Ce qui motive cette volonté, c’est aussi l’escalade de la peur. Il y a quelques dizaines d’années, chacun était à peu près libre de se rendre où il voulait. Maintenant, ceux qui vivent en dehors des zones sujettes à conflit ont peur, même de se rendre à Jérusalem-Est (où pourtant nous ne nous sommes pas sentis une seule fois en insécurité). Les attaques répétées ont insidieusement installé cette peur ambiante, et l’escalade militaire n’a pas cessé ces dernières années. Mais cette guerre froide (ou paix froide dans le cas de l’Egypte) concerne aussi les relations avec les pays voisin, le Liban ayant toujours des missiles braqués sur Israël, et vice versa.

 

Ce qu’on retient aussi, même si c’est un lieu commun, c’est qu’un gouvernement ne représente pas nécessairement les idées du peuple. En l’occurrence sur l’épineux sujet de la colonisation, le gouvernement actuel (d’extrême droite) a besoin de l’appui des colons pour rester au pouvoir, et donc fait tout pour aider cette soif de conquête territoriale. Là est le problème, il faudrait démanteler toutes les colonies pour redonner un territoire qui ne soit pas un gruyère à la Palestine.

 

Mais là du point de vue israélien, un autre problème se pose. Ils demandent un vrai pouvoir, une vraie voix palestinienne. Une voix qui ne jouerait pas un double jeu (politique et terroriste) et travaillerait uniquement dans le sens de la paix. La fin des année 90 a connu un leader israélien qui aurait pu faire avancer les choses, si malheureusement il n’avait pas été assassiné pas un extrémiste.
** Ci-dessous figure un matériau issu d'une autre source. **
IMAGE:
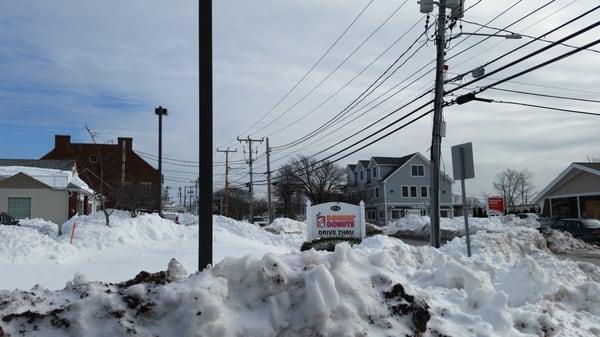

Car au final, une des bases du problème est aussi les extrémistes politiques des deux côtés.

 

Lors de nos discussions, il aura aussi été abordé le sujet des problèmes de gestion palestinienne, en l’occurrence à Gaza. Ils sont assez critiques, car Israël fourni eau, électricité et nourriture, mais en échange ils reçoivent des roquettes et des attaques (je cite seulement ce qu’on nous a dit).

 

Nous aurons aussi des échanges avec des jeunes pour qui l’armée n’est pas un lointain souvenir. L’armée a une grande place dans la vie des Israéliens, vu le temps que chaque jeune y passe. Personne ne semble remettre en cause un service aussi long, mais à demi-mot on nous dit que oui, quand on est armé jusqu’aux dents à 18 ans, et qu’on est dans une situation complexe où l‘on a peur, on peut tirer sans réfléchir. Est-il judicieux de confier la sécurité et la surveillance des zones conflictuelles à des jeunes de ces âges-là, je n’ai pas de réponse, mais la question est là aussi épineuse.

 

Tout n’est pas noir d’un côté et blanc de l’autre. Quand on écoute Israéliens et Palestiniens (hors extrémiste bien entendu), chaque discours semble cohérent et tombe sous le sens. Aucun des deux camps ne semble avoir de revendication inconsidérée, alors il faut probablement trouver une vérité entre les deux. Ce que je retiens en résumé, c’est qu’il y a une volonté de faire respecter les accords territoriaux de 1967, mais une autre de se protéger aussi comme il se doit. Reste à ce que la politique des deux côtés soit dorénavant à la hauteur de la volonté des peuples, et peut être que les instances internationales cessent la politique de l’autruche.